Global Affairs Canada spokesperson Sabrine Barakat, in response to questions from The Globe, would not confirm the department’s role in the matter. She said the department “does not comment on RCMP matters and does not accept criminal complaints for referral to the RCMP.”
In a separate e-mail to Mr. Parker, Corp. Kincade cited the federal Corruption of Foreign Public Officials Act (CFPOA), which prohibits Canadian companies from bribing public officials of foreign governments in exchange for contracts or other decisions that benefit their businesses.
“We are investigating alleged offences contrary to the CFPOA (bribing foreign public officials) by a Canadian company and/or employees or representatives of that company, and possibly also securities fraud,” she wrote May 2.

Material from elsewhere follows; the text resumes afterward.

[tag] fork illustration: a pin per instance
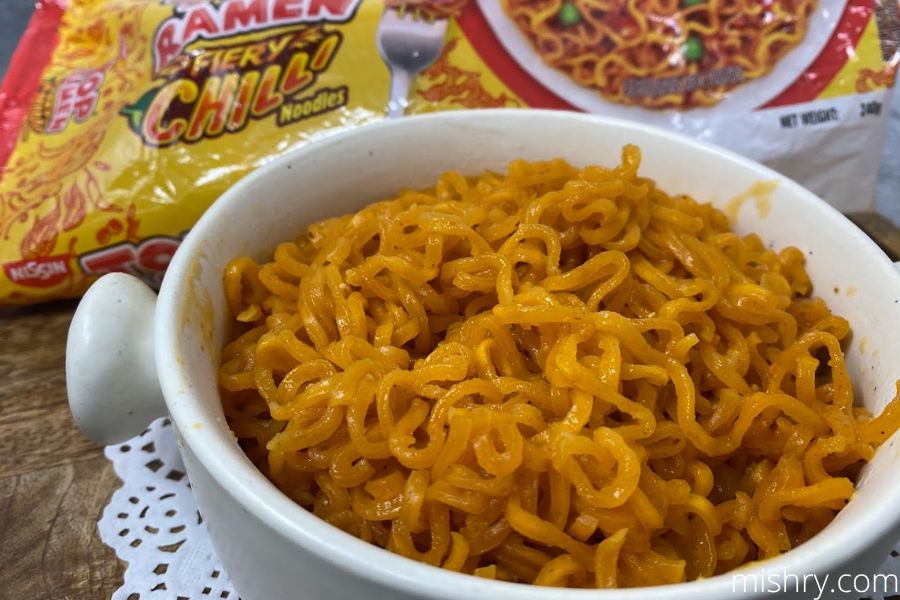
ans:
(408, 43)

The media relations office of the RCMP National Division, in response to queries from The Globe, said: “The RCMP does not confirm or deny the existence of a criminal investigation unless charges would be laid. No further comment will be made at this time.”
ReconAfrica, in response to questions from The Globe, said it was “not aware of the alleged RCMP investigation, ongoing or otherwise.”
Mr. Parker said the investigators arranged to meet with him at an RCMP station near his Nova Scotia home on May 18 and spoke with him for more than four hours about the allegations regarding foreign officials and securities rules. “They told me at the beginning what they were interested in, and they essentially put a voice recorder on the table and said, ‘Talk,’” he told The Globe.
“I’m really happy about it. The RCMP has the capacity and the time and power and resources to get answers that we simply cannot. This is a serious organization, and they have the teeth and the power to do a proper investigation, which is what we’ve been asking for a long time.”
Elisabeth Kosters, an independent geologist and former academic and government scientist who has published a detailed critique of ReconAfrica’s claims about the geology of the exploration site, said the RCMP investigators interviewed her for more than an hour in a recorded conversation at an RCMP station near her home in Nova Scotia in May.
“They were trying to get an impression from me of whether I’m really factual and is this real,” she told The Globe.
“They had a printout of my article and they had made notes and questions. They really tried to understand, as much as they could, the geologic underpinning of this investment.”